A recent report by the executive secretary of the South American Division (SAD) of the Seventh-day Adventist Church highlighted a significant difference between the present time and previous decades. During the regional executive board sessions, SAD executive secretary Edward Heidinger displayed the historical evolution of Seventh-day Adventist missions around the world and how current changes are impacting the church’s mission reach.
“In South America, Adventism was spread by foreign missionaries,” Heidinger said. “Now, missionaries from South America are giving back to the mission field in several overseas countries.”
The concern for Adventist missionary expansion goes back to the early days of the organization. Shortly after the organization of the General Conference in 1863, the first foreign mission was established in the United States. By 1874, John Nevis Andrews had been appointed as the first official Adventist missionary in Europe (specifically, in Switzerland).

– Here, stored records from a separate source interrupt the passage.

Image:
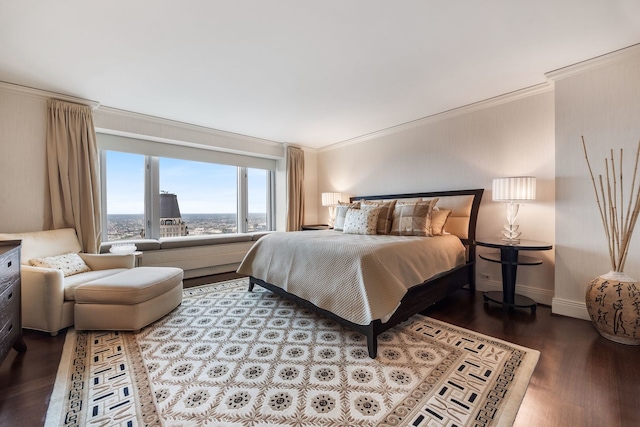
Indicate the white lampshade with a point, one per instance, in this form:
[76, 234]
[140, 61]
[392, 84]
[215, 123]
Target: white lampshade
[515, 188]
[331, 199]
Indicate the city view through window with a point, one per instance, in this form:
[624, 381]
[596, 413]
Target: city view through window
[197, 199]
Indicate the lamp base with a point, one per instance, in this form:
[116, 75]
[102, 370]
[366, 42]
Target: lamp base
[511, 233]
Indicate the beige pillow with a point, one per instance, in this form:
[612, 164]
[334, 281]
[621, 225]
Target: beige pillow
[438, 220]
[69, 264]
[361, 221]
[385, 219]
[341, 213]
[413, 219]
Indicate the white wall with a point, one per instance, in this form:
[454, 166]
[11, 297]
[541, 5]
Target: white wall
[603, 104]
[23, 183]
[462, 150]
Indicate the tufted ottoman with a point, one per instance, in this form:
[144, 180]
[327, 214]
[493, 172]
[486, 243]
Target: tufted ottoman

South America, however, didn’t seem to get as much attention. A November 1889 General Conference Session bulletin was the starting point for a closer look at Adventist outreach in South America. The document recommended that worldwide donations from the Sabbath School of the last six months of 1890 be directed toward beginning the Adventist work in South America. The amount raised at the time was US$4,235.95 (equivalent to US$146,668 today).
In The Home Missionary, William White, Ellen White’s son, wrote about young people from various places across the U.S. who were “ready to consecrate their lives to the work of carrying the message to South America.” A year later, a General Conference Session bulletin called the South American subcontinent “a neglected field,” highlighting the missionary potential of the region.
Heidinger reminded board members of a May 29, 1891, vote taken by the General Conference Committee on Foreign Missions. It was recorded that the Adventist Church would send Elwin Snyder to distribute literature in South America. Later that year, Snyder traveled with Albert Stauffer and Clair Nowlin to Argentina.
The arrival of the missionaries in South America met the needs of people who already knew the Adventist message, Heidinger explained. Most of them were people of German origin who kept the Sabbath and had contacted Adventist leaders, asking for a pastor to visit them.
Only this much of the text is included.